石田淳
株式会社ウィルPMインターナショナル 代表取締役社長兼最高経営責任者

 人材派遣を中心業務に置くある企業では、新規の顧客開拓が求められていました。創業年月が浅いこともあり、業績がまだまだ不安定だったからです。同業他社から中途採用で入社してきたK課長は、業績を上げようとがむしゃらに働き、契約数でほかの課長たちをあっと言う間に引き離しました。しかし、時間が足りなくて、与えられた部下の育成にまで手が回りませんでした。

 そのため、獲得した顧客担当に部下を付けると、「彼じゃ話にならない」といったクレームが顧客から出ます。せっかく獲得した顧客を失いたくなくて、結局フォローもすべて行うことになり、K課長の仕事はさらに増えている状況です。

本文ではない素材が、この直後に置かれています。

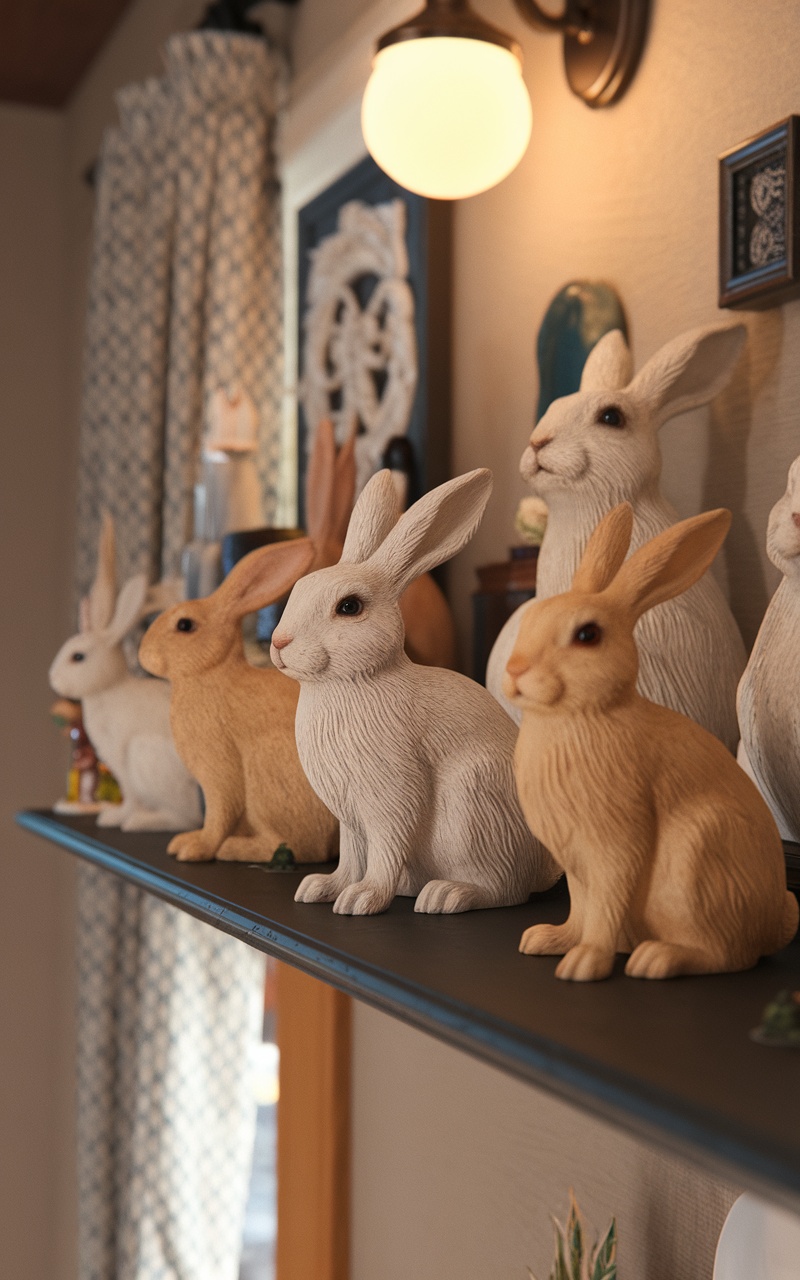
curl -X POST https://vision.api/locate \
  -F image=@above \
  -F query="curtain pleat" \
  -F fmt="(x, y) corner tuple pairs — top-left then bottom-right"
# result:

 しかし、そういうやり方にはいずれ限界が来ます。顧客担当をまかせられる部下を育てることは必須ですが、いつまでたってもその時間がとれずにいます。

まずは「行動計画表」をつくる

 K課長のような働き方をしているマネジャー職は日本中にたくさんいます。逆に、マネジメントに時間を取られすぎて、自分の仕事が疎かになっている人もいます。プレイヤーとして高いパフォーマンスを求められる課長が、業績も伸ばしながら部下育成を成功させるには、タフな心身とともに、時間配分のバランス感覚が必須です。

 言うまでもないことですが、私たちの時間は限られています。どんなに優秀な課長にも、1日24時間しか与えられていません。大事なのは、そうした現実と向き合い、できることとできないことをはっきりさせることです。

 K課長のような事態を避けるために、自分の仕事と部下育成の時間配分を考えた「行動計画表」をつくり、それにしたがって行動することをおすすめします。計画表を持たないと、どうしてもK課長のように、出社すればそのまま目の前に溜まっている仕事に入り、一日中それに振り回されることになります。そうなる前に、部下育成の時間をあらかじめ確保してしまうのです。